Searching for music bands on Wikidata
Our task is to build an extensive list of music band names from Wikidata. I am no Wikidata taxonomist, so we will have to look around to learn how to build the right query. Let’s start our investigation by looking at the Wikidata entry for Arcade Fire.
Arcade Fire is an instance of band (with id Q215380
), which is a
subclass of musical ensemble (with id Q2088357
), which is defined as
group of people who perform instrumental and\/or vocal music, with the
ensemble typically known by a distinct name.

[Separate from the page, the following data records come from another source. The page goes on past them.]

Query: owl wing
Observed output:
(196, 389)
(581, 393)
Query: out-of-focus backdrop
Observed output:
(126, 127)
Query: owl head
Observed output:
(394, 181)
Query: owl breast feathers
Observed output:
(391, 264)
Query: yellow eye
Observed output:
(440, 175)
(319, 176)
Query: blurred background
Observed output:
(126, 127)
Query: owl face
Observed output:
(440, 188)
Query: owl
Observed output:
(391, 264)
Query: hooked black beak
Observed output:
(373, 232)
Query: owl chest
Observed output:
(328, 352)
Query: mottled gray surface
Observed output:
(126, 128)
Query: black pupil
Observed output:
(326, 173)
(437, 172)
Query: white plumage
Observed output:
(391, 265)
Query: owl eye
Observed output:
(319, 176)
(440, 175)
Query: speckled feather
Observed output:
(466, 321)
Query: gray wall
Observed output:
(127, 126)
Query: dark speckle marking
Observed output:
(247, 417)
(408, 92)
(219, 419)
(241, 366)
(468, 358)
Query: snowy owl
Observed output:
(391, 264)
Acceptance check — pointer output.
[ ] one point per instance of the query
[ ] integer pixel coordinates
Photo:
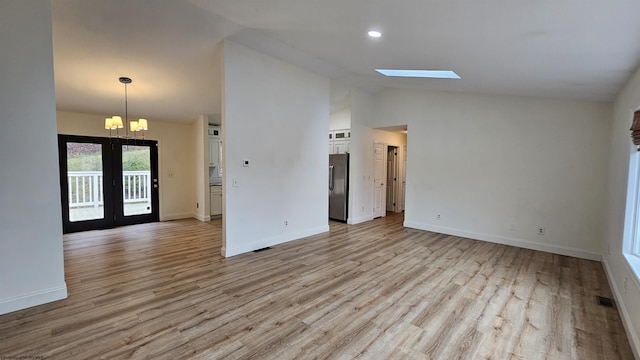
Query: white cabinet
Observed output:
(216, 200)
(214, 151)
(339, 141)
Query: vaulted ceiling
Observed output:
(573, 49)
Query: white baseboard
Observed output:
(622, 310)
(237, 249)
(33, 299)
(353, 221)
(555, 249)
(181, 216)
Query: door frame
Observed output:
(382, 211)
(112, 174)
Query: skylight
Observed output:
(434, 74)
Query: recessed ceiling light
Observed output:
(435, 74)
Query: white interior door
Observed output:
(403, 179)
(391, 179)
(379, 175)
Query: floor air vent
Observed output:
(607, 302)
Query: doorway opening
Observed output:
(107, 182)
(392, 178)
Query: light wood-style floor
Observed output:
(374, 291)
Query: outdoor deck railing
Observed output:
(86, 189)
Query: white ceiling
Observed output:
(575, 49)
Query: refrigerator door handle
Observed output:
(330, 177)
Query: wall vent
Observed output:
(606, 302)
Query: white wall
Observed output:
(360, 159)
(277, 116)
(486, 162)
(201, 168)
(340, 119)
(618, 269)
(31, 253)
(177, 158)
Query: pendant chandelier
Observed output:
(115, 122)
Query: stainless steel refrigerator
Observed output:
(338, 186)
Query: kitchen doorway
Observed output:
(392, 178)
(107, 182)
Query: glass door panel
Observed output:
(107, 182)
(136, 180)
(85, 181)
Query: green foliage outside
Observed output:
(136, 160)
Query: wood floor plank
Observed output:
(375, 290)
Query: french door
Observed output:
(107, 182)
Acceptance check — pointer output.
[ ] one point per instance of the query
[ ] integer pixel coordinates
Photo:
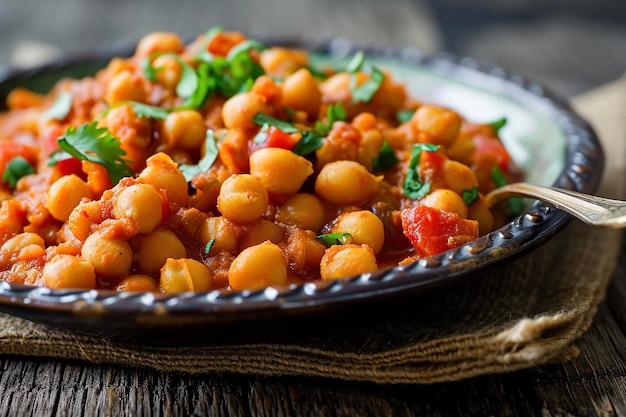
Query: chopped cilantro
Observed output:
(470, 196)
(60, 108)
(15, 169)
(386, 158)
(335, 239)
(207, 161)
(413, 187)
(91, 143)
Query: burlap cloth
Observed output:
(521, 314)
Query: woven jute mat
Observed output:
(515, 316)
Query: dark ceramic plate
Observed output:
(552, 144)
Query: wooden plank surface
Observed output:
(593, 384)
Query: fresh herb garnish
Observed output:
(335, 239)
(404, 116)
(207, 161)
(334, 112)
(514, 205)
(386, 158)
(208, 246)
(15, 169)
(91, 143)
(498, 124)
(60, 108)
(470, 196)
(413, 187)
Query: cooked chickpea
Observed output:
(242, 198)
(185, 128)
(181, 275)
(109, 257)
(280, 171)
(125, 86)
(300, 92)
(458, 177)
(364, 226)
(260, 231)
(137, 282)
(65, 194)
(154, 249)
(341, 261)
(345, 182)
(67, 271)
(302, 210)
(441, 125)
(239, 110)
(446, 200)
(221, 231)
(140, 202)
(258, 267)
(159, 42)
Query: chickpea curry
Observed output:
(225, 164)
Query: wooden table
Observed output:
(569, 52)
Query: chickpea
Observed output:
(280, 171)
(242, 198)
(446, 200)
(302, 210)
(221, 231)
(82, 217)
(341, 261)
(260, 231)
(109, 257)
(169, 71)
(441, 125)
(137, 282)
(125, 86)
(159, 42)
(300, 92)
(67, 271)
(181, 275)
(154, 249)
(140, 202)
(345, 182)
(257, 267)
(65, 194)
(364, 226)
(458, 177)
(185, 128)
(239, 110)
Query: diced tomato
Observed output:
(432, 230)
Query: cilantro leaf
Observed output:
(498, 124)
(335, 238)
(470, 196)
(60, 108)
(413, 186)
(91, 143)
(207, 161)
(386, 158)
(15, 169)
(404, 115)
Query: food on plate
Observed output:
(223, 163)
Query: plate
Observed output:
(552, 144)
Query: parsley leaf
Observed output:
(498, 124)
(413, 186)
(335, 239)
(404, 115)
(91, 143)
(15, 169)
(470, 196)
(207, 161)
(60, 108)
(386, 158)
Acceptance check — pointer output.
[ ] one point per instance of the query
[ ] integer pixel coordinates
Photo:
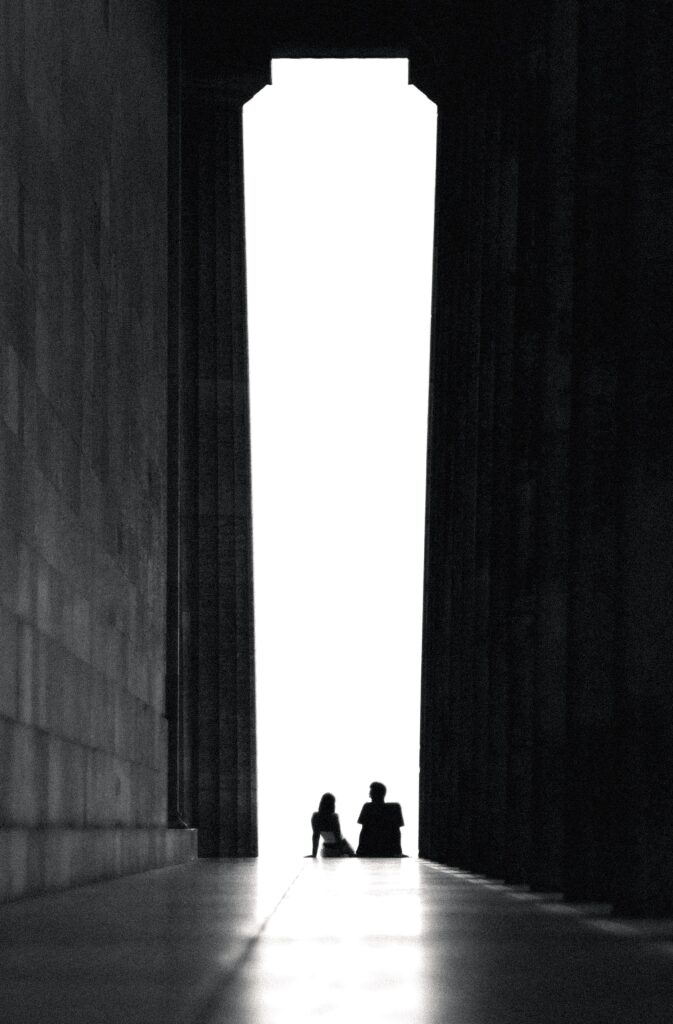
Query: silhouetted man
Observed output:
(381, 823)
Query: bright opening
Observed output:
(339, 177)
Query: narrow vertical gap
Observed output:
(339, 209)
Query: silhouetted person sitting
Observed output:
(325, 824)
(381, 822)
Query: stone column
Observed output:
(644, 882)
(554, 255)
(446, 717)
(507, 87)
(591, 766)
(217, 450)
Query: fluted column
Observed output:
(645, 619)
(220, 603)
(593, 455)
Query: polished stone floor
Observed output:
(248, 942)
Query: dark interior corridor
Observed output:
(127, 697)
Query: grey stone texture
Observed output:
(82, 442)
(561, 777)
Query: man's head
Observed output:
(377, 793)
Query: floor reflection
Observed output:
(344, 945)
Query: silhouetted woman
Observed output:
(325, 824)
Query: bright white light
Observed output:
(339, 173)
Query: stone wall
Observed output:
(83, 328)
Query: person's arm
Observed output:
(316, 836)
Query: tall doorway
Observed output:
(339, 179)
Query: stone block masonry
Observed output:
(83, 171)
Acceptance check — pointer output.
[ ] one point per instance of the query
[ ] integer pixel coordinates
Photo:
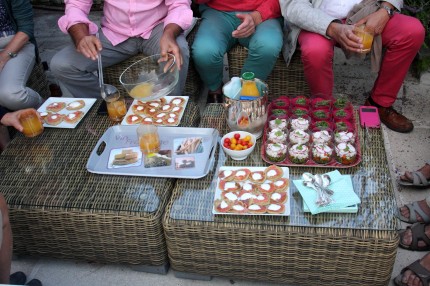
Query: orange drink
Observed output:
(366, 38)
(149, 141)
(115, 103)
(31, 123)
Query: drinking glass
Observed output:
(31, 123)
(115, 103)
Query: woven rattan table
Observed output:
(301, 249)
(59, 209)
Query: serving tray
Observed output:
(117, 153)
(218, 192)
(89, 102)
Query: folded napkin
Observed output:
(343, 196)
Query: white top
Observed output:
(338, 8)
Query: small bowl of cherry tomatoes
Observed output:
(238, 144)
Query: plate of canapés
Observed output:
(165, 111)
(314, 132)
(63, 112)
(252, 191)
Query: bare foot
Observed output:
(410, 278)
(408, 236)
(425, 170)
(422, 204)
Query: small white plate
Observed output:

Let’s investigate other examples:
-
Alt-J is also an instance of band;
-
Jean Leloup, a song-writer from Quebec, is not an instance of band but an instance of human. This is not very useful. If we look further down the page, we see that his occupation is singer.
-
Céline Dion is also entered as a singer.
-
André Gagnon, a famous pianist, is a pianist which is in the field of occupation of music. Looking back at singer, it is also the case.
If we generalize from these examples, we are searching for music ensembles or humans in the field of occupation of music. Let’s translate this into two different queries. One for musical ensembles:
SELECT DISTINCT ?band ?bandLabel
WHERE
{
?band wdt:P31/wdt:P279* wd:Q2088357.
?band rdfs:label ?bandLabel.
FILTER (LANG(?bandLabel) = 'en')
}
LIMIT 5
band | bandLabel |
---|---|
http://www.wikidata.org/entity/Q396 | U2 |
http://www.wikidata.org/entity/Q371 | !!! |
http://www.wikidata.org/entity/Q689 | Bastille |
http://www.wikidata.org/entity/Q50598 | Infinite |
http://www.wikidata.org/entity/Q18788 | Epik High |
And one for human (Q5
) whose occupation (P106
) is a subclass (P279
) of
musician (Q639669
):
SELECT DISTINCT ?musician ?musicianLabel
WHERE
{
?musician wdt:P31 wd:Q5;
wdt:P106/wdt:P279* wd:Q639669.
?musician rdfs:label ?musicianLabel.
FILTER (LANG(?musicianLabel) = 'en')
}
LIMIT 5
musician | musicianLabel |
---|---|
http://www.wikidata.org/entity/Q254 | Wolfgang Amadeus Mozart |
http://www.wikidata.org/entity/Q255 | Ludwig van Beethoven |
http://www.wikidata.org/entity/Q180861 | Roger Waters |
http://www.wikidata.org/entity/Q122538 | Laurentius Laurentii |
http://www.wikidata.org/entity/Q107164 | Atlas Crusius |
Looking at these queries, we get around 77,000 bands and 238,000 musicians.
Downloading our gazetteers
Now that we know which queries we want to build our gazetteers from,
we are ready to download them. The easiest way I found to achieve this
is to use the following curl
command:
curl --data-urlencode query@file-with-query.sparql \
--header "Accept: text/csv" \
--output dataset.csv \
https://query.wikidata.org/bigdata/namespace/wdq/sparql
Our dataset will be saved as a csv file under dataset.csv
. With
these datasets in hand, my next step for Word of Mouth is to annotate
bands and musician mentions in reddit posts.